Following concerns raised by market operators on the lack of the mandatory 20 per cent free float listing of listing of MTN Nigeria Communications Plc, the Nigerian Stock Exchange (NSE) has clarified that the telecom company met with the free float requirement of N40 billion.

The operators had on Monday blamed the NSE for approving the company’s listing without the mandatory free float and warned that the price of MTN Nigeria shares would continue to skyrocket due to their scarcity to the detriment of retail shareholders.

But in a swift response via an emailed statement to Daily Sun, the NSE noted that the rules for listing on the Premium Board (which is the board in which MTN Nigeria is listed) requires a company to have a minimum free float of 20 per cent of its issued share capital or that the value of its free float is equal to or above N40 billion on the date the Exchange receives the issuer’s application to list.

“There appears to be a misconception that a concession was given to MTN Nigeria on the minimum free float required for companies listed on the Exchange. According to Rulebook of the Exchange, free float is defined as the number of shares that an issuer has outstanding and available to be traded on the Exchange. It includes all shares held by the investing public, and excludes shares held directly or indirectly by promoters, directors and their close relatives; strategic investors holding five per cent and above of the issued share capital or government.

MTN Nigeria met with the free float requirement of N40 billion and the free float of MTN at the time of listing was in excess of N90 billion,” It said.

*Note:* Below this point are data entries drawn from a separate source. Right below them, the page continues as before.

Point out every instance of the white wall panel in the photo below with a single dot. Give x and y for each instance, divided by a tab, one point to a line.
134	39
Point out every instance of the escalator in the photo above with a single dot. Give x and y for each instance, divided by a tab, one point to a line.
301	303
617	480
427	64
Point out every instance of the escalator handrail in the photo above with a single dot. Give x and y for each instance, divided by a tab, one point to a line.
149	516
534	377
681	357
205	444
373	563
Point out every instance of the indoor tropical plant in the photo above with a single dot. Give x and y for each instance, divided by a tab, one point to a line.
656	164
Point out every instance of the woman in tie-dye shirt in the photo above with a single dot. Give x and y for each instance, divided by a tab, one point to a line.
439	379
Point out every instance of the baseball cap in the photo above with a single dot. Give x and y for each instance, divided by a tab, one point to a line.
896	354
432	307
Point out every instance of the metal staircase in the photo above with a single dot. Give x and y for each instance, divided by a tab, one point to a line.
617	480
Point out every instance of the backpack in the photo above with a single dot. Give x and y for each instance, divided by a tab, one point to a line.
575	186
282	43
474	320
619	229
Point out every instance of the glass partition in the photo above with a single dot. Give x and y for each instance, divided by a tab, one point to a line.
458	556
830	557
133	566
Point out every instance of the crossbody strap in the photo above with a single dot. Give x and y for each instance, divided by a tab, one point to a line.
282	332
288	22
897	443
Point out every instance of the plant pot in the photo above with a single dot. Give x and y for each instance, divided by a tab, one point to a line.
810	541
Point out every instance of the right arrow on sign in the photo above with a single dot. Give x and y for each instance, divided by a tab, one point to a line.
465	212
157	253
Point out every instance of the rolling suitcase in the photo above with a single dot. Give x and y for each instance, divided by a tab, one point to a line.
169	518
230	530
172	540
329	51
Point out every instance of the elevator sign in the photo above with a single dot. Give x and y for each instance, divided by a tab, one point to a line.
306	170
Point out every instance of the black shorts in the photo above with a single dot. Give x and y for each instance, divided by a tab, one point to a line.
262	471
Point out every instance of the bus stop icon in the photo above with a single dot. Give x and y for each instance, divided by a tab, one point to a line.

The Exchange further explained that where a company lists following an Initial Public Offering (IPO), shares are expected to be available for trading on the day of listing but in a listing by introduction, however, no shares have been offered for subscription by the company prior to listing.

“No rule of the Exchange compels shareholders in a listed company to tender their shares for trading.  Shareholders are at liberty to trade their shares at any time and price suitable to them.  Thus, in order to stimulate trading in the shares of companies that list by introduction, the NSE’s practice is to urge the company to make shares available on the day of listing.  In the case of MTN Nigeria, the NSE had requested the company as part of the listing process to make shares available and the Exchange expects the company to do that. Since the listing of MTN Nigeria on Thursday, May 16, 2019, a total of 105,30 million shares valued at N12.231 billion have traded in three days. These trades were carried out by ten Dealing Member Firms in 134 cross deals/negotiated deals”.